For over 20 years, the Hubble Space Telescope (HST) has helped astronomers to make amazing discoveries about our universe. While HST’s mission will eventually end, the data it has gathered will continue to reveal unique insights through the Hubble Archive Program at the Space Telescope Science Institute. With CosmoQuest, you will be able to annotate images, and help remove image artifacts, making the data even more useful for future researchers.
The MErcury Surface Space ENvironment, GEochemistry, and Ranging (MESSENGER) Mission is returning the first new spacecraft data from Mercury since the Mariner 10 mission over 30 years ago. Using its full suite of instruments, MESSENGER is investigating the geologic history of Mercury in great detail, including the portions of the planet never seen by Mariner 10. With CosmoQuest you can become part of the team using this new data to understand the the planet nearest the Sun.

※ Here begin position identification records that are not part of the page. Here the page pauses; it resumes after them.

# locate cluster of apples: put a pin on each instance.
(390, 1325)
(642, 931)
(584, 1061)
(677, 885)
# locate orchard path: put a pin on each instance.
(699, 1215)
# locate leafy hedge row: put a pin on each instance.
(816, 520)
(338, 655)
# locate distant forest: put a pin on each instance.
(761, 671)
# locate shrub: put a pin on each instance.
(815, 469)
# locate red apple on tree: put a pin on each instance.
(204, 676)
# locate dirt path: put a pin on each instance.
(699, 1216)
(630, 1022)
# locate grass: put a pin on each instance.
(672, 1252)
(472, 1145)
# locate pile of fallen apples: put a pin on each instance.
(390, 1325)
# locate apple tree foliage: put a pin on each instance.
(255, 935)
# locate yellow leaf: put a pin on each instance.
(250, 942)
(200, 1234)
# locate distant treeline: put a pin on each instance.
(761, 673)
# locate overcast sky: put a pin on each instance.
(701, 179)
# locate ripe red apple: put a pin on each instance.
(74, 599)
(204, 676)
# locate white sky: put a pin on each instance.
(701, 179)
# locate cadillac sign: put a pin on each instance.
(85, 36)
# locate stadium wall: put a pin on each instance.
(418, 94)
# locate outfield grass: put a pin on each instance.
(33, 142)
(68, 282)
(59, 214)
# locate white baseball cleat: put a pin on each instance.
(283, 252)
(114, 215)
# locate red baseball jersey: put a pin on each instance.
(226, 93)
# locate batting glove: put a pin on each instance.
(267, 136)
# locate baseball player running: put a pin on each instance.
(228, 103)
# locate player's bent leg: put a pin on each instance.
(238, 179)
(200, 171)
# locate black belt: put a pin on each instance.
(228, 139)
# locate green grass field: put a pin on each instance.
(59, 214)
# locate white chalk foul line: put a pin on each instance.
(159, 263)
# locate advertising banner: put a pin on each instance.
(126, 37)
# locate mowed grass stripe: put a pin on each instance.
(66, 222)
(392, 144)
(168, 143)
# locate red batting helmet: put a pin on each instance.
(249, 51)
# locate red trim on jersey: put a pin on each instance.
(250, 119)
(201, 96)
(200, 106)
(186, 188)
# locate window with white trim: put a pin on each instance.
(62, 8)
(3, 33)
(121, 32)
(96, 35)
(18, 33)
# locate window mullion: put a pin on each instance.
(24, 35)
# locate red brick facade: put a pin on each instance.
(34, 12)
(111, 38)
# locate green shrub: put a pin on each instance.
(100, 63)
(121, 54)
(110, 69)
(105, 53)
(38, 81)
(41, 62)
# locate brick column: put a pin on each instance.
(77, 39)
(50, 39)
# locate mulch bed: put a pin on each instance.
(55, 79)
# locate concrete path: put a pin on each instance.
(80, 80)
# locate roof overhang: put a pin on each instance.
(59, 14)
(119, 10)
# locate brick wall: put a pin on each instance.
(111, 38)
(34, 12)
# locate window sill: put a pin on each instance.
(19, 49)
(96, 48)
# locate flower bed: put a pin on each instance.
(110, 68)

The New Horizons mission is on a voyager to visit the last of the solar system’s classic 9 planets. After its 2015 flyby, the spacecraft will have enough fuel on board to visit possibly two additional icy bodies in the outer solar system. With the IceInvestigators project you can help us discover candidates for exploration!
Created as part of the 2009 International Year of Astronomy, the Galileoscope Project has designed a simple refracting telescope that is sturdy enough for kids, can be used as an optical bench in the classroom, and gives anyone a view on the sky better than anything Galileo ever saw! Enjoy the rings of Saturn, and explore bright star clusters. Galileoscopes are part of many CosmoQuest teacher kits, and we support their “Telescopes for Teachers” program.